TERIACHA® (teriyaki+sriracha) Chipotle Chicken Tortilla Soup
This is a recipe for Tortilla Soup that uses TERIACHA® (teriyaki+sriracha) Chipotle, which has a hint of smoked peppers.
- 1/2 cup TERIACHA® (teriyaki + sriracha) Chipotle
- 1 Small Onion diced
- 2 Tbsp Garlic minced
- 2 Jalepeno finely diced
- 1 Anaheim Pepper Roasted, peeled, sliced into thin 1 inch strips
- 6 cups Chicken Broth low sodium
- 1 can Fire-roasted Diced Tomatoes 14.5oz can
- 1 can Black Beans 14.5oz can, rinsed, drained
- 3 Chicken Breasts boneless, skinless
- 2 Limes juiced, plus wedges for garnish
- Salt and Freshly Ground Pepper
- 1 cup Fresh Cilantro Leaves roughly chopped
- 1 Flour Tortilla 8 inch, grilled, cut into thing strips
- 1 Avacado pitted, sliced
- 1 cup Monterrey Cheese shredded
- In a large saucepan, heat vegetable oil.
- Add Onions and cook for 2 minutes.
- Once the Onions have softened, add the Garlic and Jalapenos and cook for 1 more minute.
- Pour the Chicken Broth, TERIACHA® (teriyaki + sriracha) Chipotle, Tomatoes, Black Beans into the pot and bring to a boil.
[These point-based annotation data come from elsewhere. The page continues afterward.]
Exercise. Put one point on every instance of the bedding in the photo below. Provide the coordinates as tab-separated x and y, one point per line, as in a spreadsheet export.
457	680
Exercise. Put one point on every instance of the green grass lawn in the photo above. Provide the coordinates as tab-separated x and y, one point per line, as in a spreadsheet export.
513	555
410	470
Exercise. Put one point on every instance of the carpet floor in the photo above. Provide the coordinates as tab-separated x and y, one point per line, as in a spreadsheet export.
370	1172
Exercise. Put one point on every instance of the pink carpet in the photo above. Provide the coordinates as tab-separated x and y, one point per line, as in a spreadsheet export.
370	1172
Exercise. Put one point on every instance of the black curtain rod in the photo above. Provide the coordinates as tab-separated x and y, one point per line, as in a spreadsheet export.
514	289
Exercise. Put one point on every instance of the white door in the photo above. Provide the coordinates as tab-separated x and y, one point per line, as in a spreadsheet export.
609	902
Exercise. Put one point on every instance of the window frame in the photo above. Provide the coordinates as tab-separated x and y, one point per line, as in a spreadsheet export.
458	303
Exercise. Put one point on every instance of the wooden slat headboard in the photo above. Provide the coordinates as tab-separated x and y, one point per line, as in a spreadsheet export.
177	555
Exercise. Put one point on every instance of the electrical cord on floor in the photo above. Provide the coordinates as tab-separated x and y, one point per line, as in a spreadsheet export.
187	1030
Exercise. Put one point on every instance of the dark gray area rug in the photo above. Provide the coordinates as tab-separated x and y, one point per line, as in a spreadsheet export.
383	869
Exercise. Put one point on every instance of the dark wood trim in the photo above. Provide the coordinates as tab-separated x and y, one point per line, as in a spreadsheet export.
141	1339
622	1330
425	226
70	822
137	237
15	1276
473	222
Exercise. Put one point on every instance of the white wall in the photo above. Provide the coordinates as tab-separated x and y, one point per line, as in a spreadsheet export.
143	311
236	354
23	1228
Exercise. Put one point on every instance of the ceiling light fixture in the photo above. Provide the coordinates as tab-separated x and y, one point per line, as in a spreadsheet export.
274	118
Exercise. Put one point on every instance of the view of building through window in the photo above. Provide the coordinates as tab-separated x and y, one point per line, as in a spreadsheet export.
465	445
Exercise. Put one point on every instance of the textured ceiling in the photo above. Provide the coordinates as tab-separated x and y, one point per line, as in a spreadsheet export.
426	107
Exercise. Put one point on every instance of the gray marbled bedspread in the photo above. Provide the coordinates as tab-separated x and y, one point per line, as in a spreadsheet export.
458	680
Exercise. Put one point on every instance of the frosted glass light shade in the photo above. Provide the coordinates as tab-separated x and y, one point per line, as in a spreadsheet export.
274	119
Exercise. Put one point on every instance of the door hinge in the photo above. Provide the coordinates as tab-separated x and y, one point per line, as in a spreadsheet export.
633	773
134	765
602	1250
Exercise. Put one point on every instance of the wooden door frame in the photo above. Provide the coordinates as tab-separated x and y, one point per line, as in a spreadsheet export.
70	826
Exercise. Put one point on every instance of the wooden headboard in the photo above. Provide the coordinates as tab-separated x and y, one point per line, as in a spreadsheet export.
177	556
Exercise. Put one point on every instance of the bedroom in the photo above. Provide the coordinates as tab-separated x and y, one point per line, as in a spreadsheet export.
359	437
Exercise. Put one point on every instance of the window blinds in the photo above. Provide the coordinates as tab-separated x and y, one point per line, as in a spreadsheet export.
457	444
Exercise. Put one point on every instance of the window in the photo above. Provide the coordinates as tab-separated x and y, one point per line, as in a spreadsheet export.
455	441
- Once at a boil, lower heat to simmer and add Chicken Breasts.
- Cook the Chicken for 20-25 minutes.
- Once the Chicken is cooked, remove from pot.
- When cool enough to handle, shred it and set it aside.
- Add Lime Juice and Fresh Cilatro to the pot.
- In a serving bowl, add a mound of shredded Chicken.
- Ladle soup over Chicken and top with a Lime Wedge, Grilled Tortilla Strips, Anaheim Pepper, Avacado Slices, and Cheese.